Honey bees can understand the concept of zero

The concept of zero – less than one, nothing, nothing – is deceptively complex. The first zero place dates back to around 300 BCE, and the idea did not make its way to western Europe until the 12th century. It gets kids to preschool to wrap their brains around the idea. But scientists in Australia have recently discovered a new animal that was able to understand zero: the honey bee. A study in 2018 finds that the insecticides can be taught as a concept with nothing.

A few other animals will understand zero, according to a current study. Dolphins, parrots, and monkeys understand the difference between something and nothing, but honey bees are the first proven insects that can do it.

The 2018 study, published in the journal Science, discovering that honey bees can rate grades based on “greater than” and “less than,” and realize that nothing is less than one.

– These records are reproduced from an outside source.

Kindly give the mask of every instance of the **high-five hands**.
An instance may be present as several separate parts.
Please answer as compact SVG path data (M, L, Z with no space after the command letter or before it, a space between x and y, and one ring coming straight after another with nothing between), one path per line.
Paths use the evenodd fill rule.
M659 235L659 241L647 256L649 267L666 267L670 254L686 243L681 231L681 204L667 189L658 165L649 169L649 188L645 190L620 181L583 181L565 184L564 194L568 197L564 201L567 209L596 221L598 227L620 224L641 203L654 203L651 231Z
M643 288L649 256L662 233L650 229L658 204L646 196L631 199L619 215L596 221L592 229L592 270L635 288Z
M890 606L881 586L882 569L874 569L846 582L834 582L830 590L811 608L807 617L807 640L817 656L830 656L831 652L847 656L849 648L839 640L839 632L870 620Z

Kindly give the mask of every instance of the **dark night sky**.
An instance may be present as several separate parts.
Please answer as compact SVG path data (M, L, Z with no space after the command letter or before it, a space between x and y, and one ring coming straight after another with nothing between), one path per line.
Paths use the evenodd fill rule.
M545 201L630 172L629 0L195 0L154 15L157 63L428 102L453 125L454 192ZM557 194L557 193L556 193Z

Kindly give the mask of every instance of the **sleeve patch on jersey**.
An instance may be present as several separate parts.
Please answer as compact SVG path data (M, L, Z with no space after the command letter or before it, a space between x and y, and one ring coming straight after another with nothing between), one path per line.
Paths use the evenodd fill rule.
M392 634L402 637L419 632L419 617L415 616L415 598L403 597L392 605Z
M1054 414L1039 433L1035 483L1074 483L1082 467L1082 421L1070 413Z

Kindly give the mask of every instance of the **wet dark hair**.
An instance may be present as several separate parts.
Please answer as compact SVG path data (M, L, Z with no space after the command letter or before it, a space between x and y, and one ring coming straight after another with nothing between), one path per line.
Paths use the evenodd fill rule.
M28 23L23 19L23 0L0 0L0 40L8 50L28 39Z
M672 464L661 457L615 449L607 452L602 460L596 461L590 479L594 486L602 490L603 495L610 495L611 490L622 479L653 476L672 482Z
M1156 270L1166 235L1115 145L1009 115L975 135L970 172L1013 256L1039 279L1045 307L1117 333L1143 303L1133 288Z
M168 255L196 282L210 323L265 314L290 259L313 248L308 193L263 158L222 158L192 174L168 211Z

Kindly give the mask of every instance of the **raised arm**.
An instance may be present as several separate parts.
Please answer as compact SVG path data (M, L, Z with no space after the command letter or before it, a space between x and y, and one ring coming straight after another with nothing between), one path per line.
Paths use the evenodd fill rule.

The researchers trained bees to identify images in the laboratory that showed the least number of elements (in this case, dots). If they chose the image with the smallest circles from a set, they got sweet water, but if they chose another image, they would get a sour bucket.

As soon as the insects got that concept down, the researchers introduced another challenge: The bees had to choose between a blank image and one with dots on it. More than 60 percent of the time, the insects were able to successfully excrete if they had to choose the smallest dots between an image with few dots and an image with no dots at all, dots were not the correct answer . They could grasp the notion that nothing can yet be a numerical quantity.

No wonder the bees are capable of such information tricks. We already know that they can count, teach each other skills, communicate through the “waggle dance,” and think abstractly. This is just more evidence that bees are incredibly intelligent creatures, despite the fact that their insect brains look nothing like ours.

Considering how far apart bees and primroses are on the evolutionary tree, and how different their brains are from us – they have less than 1 million neurons, and there are about 86 billion of us – this finding raises many new questions about the neural basis of understanding numbers, and no doubt further research will come into how the brain processes concepts as zero.